Mein Umgang mit der Erkrankung hatte sich also doch recht stark geändert und war gereift. Anfangs wollte ich meine Erkrankung nicht wahr haben und verdrängte sie, sicherlich auch aus verständlichen Existenz-Ur-Ängsten, denen ich mich nicht stellen wollte. Später ließ ich mich dann wenigstens während meiner Krankenhausaufenthalte auf die Erkrankung ein, wollte aber im sonstigen Leben doch möglichst wenig davon wissen und die Erkrankung nicht zum ständigen Begleiter meines Lebens werden lassen. Und schließlich gelang es mir dann, die Krankheit doch als zu meinem Leben gehörend anzunehmen und ich war durch die aktive Beteiligung in der Selbsthilfegruppe manchmal täglich mit ihr konfrontiert. Es war aber keineswegs so, dass die Vaskulitis mein Leben deshalb völlig bestimmte. Sie war nur der ständige Mitläufer eines ansonsten ganz normalen aktiven Berufs- und Freizeit-Lebens.

Wäre mein Bericht hier zu Ende, könnte er vielleicht als repräsentatives Beispiel für den heutigen in der Regel gut zu beherrschenden Verlauf einer Vaskulitis-Erkrankung dienen, wenn es bei dieser äußerst vielfältigen Erkrankung überhaupt so etwas wie einen typischen Verlauf gibt (was wohl nicht der Fall ist).

Jedoch, das Schicksal hatte anderes mit mir vor:

Vor einiger Zeit trat trotz und unter intensiver Behandlung eine drastische Verschlimmerung meiner Beschwerden im Kopf-Bereich ein: Ich bekam plötzlich bis dahin nie gekannte starke Kopfschmerzen, mein Nasenskelett brach nun komplett ein, ich hatte Sehstörungen verschiedenster Art (das reichte von Doppelbildern, starker Abnahme der Sehfähigkeit und Farbenblindheit bis hin zu starker Lichtempfindlichkeit).
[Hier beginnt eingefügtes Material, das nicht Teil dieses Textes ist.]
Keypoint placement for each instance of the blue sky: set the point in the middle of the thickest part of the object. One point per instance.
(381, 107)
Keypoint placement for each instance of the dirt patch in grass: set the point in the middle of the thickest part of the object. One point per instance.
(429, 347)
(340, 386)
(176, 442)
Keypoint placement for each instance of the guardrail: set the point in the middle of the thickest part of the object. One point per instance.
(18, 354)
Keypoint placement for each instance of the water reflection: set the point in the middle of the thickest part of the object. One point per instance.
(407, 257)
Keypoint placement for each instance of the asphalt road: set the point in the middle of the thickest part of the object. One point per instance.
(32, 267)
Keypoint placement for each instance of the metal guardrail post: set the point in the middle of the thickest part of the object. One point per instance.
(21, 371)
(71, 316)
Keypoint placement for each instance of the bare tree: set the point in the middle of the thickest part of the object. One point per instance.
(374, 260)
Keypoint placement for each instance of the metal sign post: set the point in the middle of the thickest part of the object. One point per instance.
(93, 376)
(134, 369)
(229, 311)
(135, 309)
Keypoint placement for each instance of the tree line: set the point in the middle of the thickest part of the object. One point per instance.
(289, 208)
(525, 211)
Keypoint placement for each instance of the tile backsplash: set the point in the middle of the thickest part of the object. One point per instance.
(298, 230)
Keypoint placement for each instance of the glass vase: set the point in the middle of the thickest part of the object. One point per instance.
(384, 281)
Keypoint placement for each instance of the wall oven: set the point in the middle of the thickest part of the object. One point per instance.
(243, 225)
Weiter wurde ich beidseitig hochgradig schwerhörig und bekam, ebenfalls beidseitig, ständige Pfeifgeräusche in den Ohren (Tinnitus). Schließlich kam zu der Zerstörung der knöchernen Strukturen der Augenhöhlen auch noch die teilweise Zerstörung des Schädelbasisknochens, gefolgt von einer Gehirnhautentzündung, was mit Erbrechen, vollkommener Schwäche und einer fortdauernden Benommenheit verbunden war. Mein Beschwerdebild hatte ein ganz anderes, meine Lebensführung nahezu vollständig beeinträchtigendes Niveau erreicht.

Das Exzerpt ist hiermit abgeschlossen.